The Central Board of Direct Taxes (CBDT) in its recent circular has maintained the threshold limits for filing appeals by the Income-tax (I-T) department with tax tribunals, high courts, and the Supreme Court (SC), stated a Times of India news report. However, the circular has also broadened the list of exceptions, allowing appeals to be filed even for ‘insignificant’ sums, the news report stated.

The exceptions now encompass matters related to bogus capital gains/loss from penny stocks and cases of accommodation entries; disputes concerning various aspects of tax deducted at source (TDS) or tax collected at source (TCS); tax assessments based on information from law enforcement and intelligence authorities such as the CBI, ED, the department’s own investigation wing, GST department, or even state law enforcement agencies; disputes regarding tax treaty applicability, and even equalization levy (also known as Google tax), as highlighted in the ToI report.

What is tax effect

Tax experts advocate for a cautious “wait-and-watch” approach, emphasizing that the extensive list of exceptions introduced could potentially result in heightened litigation for individuals, Indian corporations, and overseas entities.
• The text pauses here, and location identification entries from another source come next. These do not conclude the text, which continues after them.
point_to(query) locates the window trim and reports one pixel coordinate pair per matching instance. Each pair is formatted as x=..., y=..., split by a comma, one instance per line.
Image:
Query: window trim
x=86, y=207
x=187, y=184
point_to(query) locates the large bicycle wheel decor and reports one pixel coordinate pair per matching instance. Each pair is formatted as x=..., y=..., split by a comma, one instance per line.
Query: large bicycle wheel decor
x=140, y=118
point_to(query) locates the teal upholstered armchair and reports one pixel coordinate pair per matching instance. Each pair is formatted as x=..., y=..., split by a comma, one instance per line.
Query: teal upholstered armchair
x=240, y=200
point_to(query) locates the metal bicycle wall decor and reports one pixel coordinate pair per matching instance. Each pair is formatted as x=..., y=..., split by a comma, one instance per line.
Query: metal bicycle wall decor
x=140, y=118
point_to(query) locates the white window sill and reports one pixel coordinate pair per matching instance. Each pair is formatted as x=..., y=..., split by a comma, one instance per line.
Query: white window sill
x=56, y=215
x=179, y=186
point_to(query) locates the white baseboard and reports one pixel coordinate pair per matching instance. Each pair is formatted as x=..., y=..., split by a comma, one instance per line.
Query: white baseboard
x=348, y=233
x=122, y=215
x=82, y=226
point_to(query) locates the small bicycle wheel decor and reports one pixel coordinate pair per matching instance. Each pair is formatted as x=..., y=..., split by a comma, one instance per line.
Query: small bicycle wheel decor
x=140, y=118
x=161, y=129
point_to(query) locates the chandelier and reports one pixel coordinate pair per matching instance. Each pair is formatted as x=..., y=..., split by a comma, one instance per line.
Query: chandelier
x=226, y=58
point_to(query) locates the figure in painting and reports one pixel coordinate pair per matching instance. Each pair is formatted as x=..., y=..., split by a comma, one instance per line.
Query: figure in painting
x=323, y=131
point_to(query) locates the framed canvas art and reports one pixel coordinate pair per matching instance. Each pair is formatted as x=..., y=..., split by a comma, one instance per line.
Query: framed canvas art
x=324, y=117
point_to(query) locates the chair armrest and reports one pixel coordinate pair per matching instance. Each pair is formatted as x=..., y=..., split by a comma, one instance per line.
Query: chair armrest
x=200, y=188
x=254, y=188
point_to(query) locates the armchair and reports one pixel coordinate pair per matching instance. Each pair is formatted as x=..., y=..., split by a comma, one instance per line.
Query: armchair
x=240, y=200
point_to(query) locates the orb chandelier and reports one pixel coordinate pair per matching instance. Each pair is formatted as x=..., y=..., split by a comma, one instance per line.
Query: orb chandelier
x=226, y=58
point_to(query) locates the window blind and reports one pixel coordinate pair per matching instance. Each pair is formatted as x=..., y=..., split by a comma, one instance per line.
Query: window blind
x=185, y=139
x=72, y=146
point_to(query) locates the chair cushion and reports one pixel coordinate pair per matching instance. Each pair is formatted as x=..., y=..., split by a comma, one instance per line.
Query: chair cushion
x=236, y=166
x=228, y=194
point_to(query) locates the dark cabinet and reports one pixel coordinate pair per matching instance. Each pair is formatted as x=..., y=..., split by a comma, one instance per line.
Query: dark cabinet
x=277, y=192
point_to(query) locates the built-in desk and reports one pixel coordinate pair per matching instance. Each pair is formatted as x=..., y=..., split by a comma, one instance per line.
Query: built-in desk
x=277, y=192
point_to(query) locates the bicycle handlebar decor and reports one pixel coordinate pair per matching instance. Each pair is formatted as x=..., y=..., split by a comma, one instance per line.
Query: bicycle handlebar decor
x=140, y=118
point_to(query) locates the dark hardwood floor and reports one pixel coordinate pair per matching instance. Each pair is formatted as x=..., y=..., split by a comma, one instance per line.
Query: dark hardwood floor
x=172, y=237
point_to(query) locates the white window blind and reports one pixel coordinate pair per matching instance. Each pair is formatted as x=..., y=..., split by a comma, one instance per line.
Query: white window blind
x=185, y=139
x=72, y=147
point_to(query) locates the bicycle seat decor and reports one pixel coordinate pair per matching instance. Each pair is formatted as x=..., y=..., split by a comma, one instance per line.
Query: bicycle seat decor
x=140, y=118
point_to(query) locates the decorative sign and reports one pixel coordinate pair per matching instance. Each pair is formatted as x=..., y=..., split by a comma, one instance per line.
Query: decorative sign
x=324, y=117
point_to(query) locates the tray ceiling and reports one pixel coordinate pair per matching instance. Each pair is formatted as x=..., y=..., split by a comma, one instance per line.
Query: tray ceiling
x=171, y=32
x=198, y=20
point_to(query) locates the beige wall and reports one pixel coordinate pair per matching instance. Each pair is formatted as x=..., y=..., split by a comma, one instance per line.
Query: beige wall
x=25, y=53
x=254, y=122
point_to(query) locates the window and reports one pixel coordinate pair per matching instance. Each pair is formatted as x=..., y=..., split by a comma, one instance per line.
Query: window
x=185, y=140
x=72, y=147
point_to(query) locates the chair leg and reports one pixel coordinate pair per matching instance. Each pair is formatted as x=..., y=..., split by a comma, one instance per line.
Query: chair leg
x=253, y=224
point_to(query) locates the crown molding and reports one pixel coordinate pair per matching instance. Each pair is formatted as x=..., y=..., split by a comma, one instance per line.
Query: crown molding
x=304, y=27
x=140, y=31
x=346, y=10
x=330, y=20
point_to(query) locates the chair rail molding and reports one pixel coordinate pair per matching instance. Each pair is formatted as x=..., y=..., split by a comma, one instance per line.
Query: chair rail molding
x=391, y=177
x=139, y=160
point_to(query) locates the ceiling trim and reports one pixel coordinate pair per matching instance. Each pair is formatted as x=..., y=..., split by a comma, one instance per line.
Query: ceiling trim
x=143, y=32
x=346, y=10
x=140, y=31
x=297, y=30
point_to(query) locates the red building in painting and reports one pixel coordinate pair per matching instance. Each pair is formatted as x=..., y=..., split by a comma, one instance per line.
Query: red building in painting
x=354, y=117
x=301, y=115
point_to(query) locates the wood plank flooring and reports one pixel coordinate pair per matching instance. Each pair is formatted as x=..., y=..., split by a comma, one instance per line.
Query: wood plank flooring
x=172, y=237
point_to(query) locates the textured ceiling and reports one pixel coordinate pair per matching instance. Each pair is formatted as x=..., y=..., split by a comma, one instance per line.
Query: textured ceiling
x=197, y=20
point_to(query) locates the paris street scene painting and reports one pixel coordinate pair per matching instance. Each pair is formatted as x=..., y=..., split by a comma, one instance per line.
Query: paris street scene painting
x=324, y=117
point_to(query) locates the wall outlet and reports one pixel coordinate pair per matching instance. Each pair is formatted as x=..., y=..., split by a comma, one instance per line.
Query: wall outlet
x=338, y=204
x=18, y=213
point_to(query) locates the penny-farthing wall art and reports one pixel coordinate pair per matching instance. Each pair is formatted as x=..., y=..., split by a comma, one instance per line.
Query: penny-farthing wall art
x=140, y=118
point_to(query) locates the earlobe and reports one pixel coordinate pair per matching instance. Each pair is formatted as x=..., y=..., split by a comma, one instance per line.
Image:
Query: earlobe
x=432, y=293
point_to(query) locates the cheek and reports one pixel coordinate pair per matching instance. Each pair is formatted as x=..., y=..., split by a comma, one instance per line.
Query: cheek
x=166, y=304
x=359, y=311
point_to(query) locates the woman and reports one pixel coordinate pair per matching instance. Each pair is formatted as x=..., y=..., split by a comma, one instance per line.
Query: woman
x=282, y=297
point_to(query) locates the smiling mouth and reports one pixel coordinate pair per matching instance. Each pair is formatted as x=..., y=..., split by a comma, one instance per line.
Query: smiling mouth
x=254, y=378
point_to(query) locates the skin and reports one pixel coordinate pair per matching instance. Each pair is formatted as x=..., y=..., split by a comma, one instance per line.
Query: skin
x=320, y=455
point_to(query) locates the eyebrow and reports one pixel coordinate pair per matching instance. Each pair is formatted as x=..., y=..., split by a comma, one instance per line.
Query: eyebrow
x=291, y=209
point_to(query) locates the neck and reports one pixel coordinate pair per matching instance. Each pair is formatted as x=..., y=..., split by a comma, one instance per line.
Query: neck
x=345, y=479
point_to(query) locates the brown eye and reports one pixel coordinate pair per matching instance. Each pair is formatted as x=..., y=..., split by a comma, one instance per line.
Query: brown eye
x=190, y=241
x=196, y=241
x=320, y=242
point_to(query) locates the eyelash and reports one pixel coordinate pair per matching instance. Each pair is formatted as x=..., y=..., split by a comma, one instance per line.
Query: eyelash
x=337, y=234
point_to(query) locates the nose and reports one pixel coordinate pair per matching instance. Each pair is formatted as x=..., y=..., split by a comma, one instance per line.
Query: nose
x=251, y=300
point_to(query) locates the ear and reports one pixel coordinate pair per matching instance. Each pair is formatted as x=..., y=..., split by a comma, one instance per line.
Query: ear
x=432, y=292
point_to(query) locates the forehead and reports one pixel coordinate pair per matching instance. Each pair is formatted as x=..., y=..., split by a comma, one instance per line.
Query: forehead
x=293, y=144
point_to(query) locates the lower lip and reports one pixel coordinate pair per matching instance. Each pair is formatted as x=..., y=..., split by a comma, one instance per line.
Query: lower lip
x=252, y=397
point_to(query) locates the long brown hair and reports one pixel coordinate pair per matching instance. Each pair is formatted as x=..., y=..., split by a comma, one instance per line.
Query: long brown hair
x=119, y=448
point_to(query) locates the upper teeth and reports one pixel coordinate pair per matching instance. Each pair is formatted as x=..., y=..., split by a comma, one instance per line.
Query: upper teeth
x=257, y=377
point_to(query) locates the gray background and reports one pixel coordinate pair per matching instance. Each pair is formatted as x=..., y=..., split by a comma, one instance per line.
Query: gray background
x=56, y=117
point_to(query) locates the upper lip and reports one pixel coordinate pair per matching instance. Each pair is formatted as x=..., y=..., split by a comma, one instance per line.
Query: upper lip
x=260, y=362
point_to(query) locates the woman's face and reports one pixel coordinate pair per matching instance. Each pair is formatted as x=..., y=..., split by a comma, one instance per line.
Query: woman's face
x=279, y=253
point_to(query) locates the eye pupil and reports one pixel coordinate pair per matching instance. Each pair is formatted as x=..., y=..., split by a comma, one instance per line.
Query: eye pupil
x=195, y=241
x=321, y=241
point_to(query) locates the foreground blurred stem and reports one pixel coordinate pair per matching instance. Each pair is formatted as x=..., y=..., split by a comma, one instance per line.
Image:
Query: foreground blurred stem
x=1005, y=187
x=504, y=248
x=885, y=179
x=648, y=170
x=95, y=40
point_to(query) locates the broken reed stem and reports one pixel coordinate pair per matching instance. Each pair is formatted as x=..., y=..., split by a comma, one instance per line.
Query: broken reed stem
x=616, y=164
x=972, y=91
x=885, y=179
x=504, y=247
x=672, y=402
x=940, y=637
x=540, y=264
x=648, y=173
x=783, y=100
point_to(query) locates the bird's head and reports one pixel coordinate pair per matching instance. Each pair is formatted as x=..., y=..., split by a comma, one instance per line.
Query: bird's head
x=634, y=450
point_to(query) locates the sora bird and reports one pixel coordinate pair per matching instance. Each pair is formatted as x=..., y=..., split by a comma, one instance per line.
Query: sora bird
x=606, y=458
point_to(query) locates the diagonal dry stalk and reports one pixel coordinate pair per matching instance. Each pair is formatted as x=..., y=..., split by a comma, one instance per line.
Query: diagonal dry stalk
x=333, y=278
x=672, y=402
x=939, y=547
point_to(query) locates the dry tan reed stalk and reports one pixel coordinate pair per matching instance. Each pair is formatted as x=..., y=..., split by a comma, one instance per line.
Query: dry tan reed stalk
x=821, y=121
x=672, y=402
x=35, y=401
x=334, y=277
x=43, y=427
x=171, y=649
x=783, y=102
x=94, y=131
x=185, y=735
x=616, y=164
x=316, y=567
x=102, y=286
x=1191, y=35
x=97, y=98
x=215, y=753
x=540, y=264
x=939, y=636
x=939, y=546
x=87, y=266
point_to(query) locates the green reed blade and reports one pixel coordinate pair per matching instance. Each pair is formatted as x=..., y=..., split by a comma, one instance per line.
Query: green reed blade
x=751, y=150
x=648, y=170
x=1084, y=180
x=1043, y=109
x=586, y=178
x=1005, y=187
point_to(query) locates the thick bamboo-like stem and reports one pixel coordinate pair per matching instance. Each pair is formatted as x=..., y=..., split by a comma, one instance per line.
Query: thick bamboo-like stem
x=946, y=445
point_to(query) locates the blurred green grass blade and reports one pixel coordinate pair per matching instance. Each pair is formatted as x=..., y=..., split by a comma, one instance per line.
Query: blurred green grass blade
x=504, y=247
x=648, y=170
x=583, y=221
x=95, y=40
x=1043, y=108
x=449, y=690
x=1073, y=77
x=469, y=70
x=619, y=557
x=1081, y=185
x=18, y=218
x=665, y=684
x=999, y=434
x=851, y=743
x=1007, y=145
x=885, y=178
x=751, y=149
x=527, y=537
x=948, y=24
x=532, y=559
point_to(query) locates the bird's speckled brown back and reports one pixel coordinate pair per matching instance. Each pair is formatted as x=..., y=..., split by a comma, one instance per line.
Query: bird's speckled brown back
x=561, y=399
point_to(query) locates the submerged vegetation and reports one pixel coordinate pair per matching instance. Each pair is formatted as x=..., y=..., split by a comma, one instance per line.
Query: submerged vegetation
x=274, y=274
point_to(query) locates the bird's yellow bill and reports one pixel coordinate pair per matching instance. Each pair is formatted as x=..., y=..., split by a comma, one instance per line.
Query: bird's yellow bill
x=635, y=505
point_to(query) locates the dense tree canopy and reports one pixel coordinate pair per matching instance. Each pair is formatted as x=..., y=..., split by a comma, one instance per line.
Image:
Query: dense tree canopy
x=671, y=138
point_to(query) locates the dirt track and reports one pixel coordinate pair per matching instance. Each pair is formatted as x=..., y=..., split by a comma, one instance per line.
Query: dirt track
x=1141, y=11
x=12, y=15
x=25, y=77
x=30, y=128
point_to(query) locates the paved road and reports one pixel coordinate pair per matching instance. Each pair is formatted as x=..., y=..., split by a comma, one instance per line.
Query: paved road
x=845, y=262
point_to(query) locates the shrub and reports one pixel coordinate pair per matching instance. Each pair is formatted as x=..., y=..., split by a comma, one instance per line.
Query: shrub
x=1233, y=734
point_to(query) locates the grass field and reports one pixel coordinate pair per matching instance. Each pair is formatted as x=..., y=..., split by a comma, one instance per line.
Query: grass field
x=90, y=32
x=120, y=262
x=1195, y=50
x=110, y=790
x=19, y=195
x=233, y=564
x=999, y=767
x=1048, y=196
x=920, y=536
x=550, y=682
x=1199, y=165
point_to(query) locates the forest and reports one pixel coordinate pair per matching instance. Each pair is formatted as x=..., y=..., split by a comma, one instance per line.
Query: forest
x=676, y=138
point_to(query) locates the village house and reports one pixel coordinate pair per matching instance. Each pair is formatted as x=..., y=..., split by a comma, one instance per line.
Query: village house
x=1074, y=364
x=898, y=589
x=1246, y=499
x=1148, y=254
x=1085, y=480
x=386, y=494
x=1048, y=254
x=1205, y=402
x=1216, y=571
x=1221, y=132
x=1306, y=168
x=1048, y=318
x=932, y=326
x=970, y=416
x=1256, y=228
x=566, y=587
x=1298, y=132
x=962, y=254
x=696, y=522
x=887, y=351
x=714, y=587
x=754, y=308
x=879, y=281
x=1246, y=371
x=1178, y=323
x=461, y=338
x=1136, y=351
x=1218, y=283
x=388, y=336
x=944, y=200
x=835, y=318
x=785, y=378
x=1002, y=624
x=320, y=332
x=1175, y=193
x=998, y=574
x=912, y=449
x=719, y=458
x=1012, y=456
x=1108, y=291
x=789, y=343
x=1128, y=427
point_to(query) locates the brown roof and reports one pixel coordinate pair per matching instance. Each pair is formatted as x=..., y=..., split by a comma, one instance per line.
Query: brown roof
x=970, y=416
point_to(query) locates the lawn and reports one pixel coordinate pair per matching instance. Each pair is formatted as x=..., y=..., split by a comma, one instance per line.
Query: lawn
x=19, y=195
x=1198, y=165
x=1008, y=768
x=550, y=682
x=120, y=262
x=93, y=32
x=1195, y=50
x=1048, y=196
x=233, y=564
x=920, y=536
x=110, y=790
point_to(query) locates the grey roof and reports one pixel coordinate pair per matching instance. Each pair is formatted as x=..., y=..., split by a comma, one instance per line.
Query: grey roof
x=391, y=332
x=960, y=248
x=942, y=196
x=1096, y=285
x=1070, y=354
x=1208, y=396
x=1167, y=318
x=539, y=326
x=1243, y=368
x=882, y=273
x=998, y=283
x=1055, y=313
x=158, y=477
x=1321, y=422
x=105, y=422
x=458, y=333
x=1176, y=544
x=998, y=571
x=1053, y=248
As per a Times of India news report, in August 2019, the CBDT had adjusted the limits to Rs 50 lakh, Rs 1 crore, and Rs 2 crore for filing appeals by the I-T department with the Income-tax Appellate Tribunal (ITAT), high courts, and the SC, respectively. With the exception of the now-expanded list of exceptions, appeals by the I-T department to higher judicial forums are permissible only if the ‘tax effect’ surpasses these thresholds.

Put simply, ‘tax effect’ refers to the variance between the tax calculated on the total income assessed by the Income-tax (I-T) department and the tax amount without taking into account the disputed income. Government officials, who spoke with ToI, stated that the current thresholds are fair and expanding the list of exceptions was deemed necessary.


What it means for tax payers

A taxpayer, in conversation with Times of India, highlights a concerning trend of proliferating WhatsApp groups that lure unsuspecting investors into trading stocks of certain companies, often penny stocks. These investors may genuinely make capital gains or losses without involvement in any organized tax evasion scheme. However, the expanded exceptions now allow the Income-tax (I-T) department to appeal even for minimal gains or losses, potentially prolonging the litigation process.Matters related to statutes that no longer exist such as wealth tax, fringe benefit tax are included in the exception list, as is the equalization levy. The ToI news reported Gautam Nayak, tax partner at CNK & Associates as saying that “litigation has a cost for the taxpayer and the department, it also has a bearing on investor sentiment. Litigation on insignificant sums could send the wrong signal. Perhaps, issue-based limits could have been set.”As per Nayak, some exceptions carved out could impact India Inc and its international business partners. “The exception covers litigation relating to the determination of the ‘nature of transaction’ and thus the obligation to withhold tax in India. For instance, the Indian customer making payment to a US company for cloud-computing or off-the-shelf software could view that owing to specific terms it is not Royalty or Fees for Technical Services under the India-US tax treaty and no tax is to be withheld. The I-T could hold otherwise, resulting in its filing an appeal for an amount which may be a few lakhs only,” Nayak was quoted in the ToI news report

Case where the tax department has filed prosecution in a relevant case and the trial is pending, or if a conviction order has been issued but not compounded by the taxpayer, the latter entails paying a compounding fee, which is a percentage of the defaulted sum. This scenario encompasses cases involving failure or delay in depositing TDS.

Disputes relating to the applicability of a tax treaty are included in the exceptions. Anish Thacker, chartered accountant, who was quoted in the Times of India news reported states, “A taxpayer may have won an appeal at the Commissioner (Appeals) level that a tax residency certificate is adequate proof and the provisions of a tax treaty and its consequential benefits such as lower withholding taxes in India will apply on income such as ‘Royalty’ or ‘Fees for technical services’ or a Mauritius-based investor could contend that gains arising on sale of Indian shares purchased prior to April 1, 2017, are fully exempt in India. Such cases can now be contested by the I-T department, even if the disputed amount involved is below the prescribed thresholds.”

The circular retains most exceptions outlined in earlier years, such as cases concerning undisclosed foreign income or assets. It takes immediate effect and applies to appeals filed from this point onward.